= Sree Bhoothanaathopakhyaanam =

First printed work about Ayyappa

Sree Bhoothanaathopakhyaanam (ശ്രീ ഭൂതനാഥോപാഖ്യാനം) was the first work to be printed about Ayyappa, in any language.

Published in 1929, this Malayalam Kilippaattu brought the story of Ayyappa to popular attention for the first time in literature. It is from this work that the traditions about the Sabarimala pilgrimage came to be followed.

The author Kallaraykkal Krishnan Kartha died around the late 1930s and the book was not available in print after 1947.

The Ayyappa Documentation Project of the Sabari Sharanasramam Trust followed the book up and managed to obtain a copy of the 1947 edition.
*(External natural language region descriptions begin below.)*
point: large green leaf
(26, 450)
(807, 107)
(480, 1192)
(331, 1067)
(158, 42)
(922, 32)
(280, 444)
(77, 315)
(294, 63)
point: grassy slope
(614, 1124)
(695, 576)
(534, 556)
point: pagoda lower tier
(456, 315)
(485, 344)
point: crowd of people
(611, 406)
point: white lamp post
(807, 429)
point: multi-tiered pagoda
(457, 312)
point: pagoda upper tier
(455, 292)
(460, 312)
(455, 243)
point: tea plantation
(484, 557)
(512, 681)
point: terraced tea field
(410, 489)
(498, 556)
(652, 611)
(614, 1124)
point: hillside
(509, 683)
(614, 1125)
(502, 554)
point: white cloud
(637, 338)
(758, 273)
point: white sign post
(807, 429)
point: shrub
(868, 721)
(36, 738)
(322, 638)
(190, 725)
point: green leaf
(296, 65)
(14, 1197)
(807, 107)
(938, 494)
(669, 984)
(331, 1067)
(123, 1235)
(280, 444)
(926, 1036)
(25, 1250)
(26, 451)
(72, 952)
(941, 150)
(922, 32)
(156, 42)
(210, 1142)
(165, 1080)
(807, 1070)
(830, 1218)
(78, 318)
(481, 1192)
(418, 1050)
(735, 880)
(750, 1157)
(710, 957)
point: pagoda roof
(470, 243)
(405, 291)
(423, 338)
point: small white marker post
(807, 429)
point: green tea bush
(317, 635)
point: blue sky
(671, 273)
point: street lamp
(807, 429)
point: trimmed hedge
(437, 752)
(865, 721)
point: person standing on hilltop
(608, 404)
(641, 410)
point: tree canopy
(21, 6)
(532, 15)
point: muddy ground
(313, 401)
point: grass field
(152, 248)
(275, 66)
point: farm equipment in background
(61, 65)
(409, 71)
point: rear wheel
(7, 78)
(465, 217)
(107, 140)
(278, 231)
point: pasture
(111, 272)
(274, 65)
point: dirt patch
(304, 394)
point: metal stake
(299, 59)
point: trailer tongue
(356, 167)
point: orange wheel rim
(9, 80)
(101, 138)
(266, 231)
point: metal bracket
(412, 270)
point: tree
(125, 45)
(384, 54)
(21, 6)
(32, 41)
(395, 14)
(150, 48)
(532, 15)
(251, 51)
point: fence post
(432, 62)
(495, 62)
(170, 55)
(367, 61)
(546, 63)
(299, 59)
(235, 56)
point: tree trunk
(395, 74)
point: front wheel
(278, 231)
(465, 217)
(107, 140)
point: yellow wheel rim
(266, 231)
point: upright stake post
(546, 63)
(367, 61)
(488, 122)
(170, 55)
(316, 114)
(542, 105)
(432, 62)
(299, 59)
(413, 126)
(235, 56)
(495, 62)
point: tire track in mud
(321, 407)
The book is now reprinted for the first time after 1947.

The status of Sreemath Sree Bhoothanaathopakhyaanam Kilippaattu as far as religion and spirituality are concerned, is the same as that of the Ramayanam and Bhaagavatham Kilippaatu by Ezhuthacchan. Those works brought Sriram and Srikrishna to the popular mind in Kerala. Sreemath Sree Bhoothanaathopakhyaanam did so about Kerala's own indigenous deity, the Ayyappaswami.

In his foreword to the new print edition, Sri. Kummanam Rajasekharan has exhorted devotees to use the book for daily reading in temples and at home. He has also asked that the holy Vrischikam month be observed henceforth as Sree Bhoothanaatha Maasam.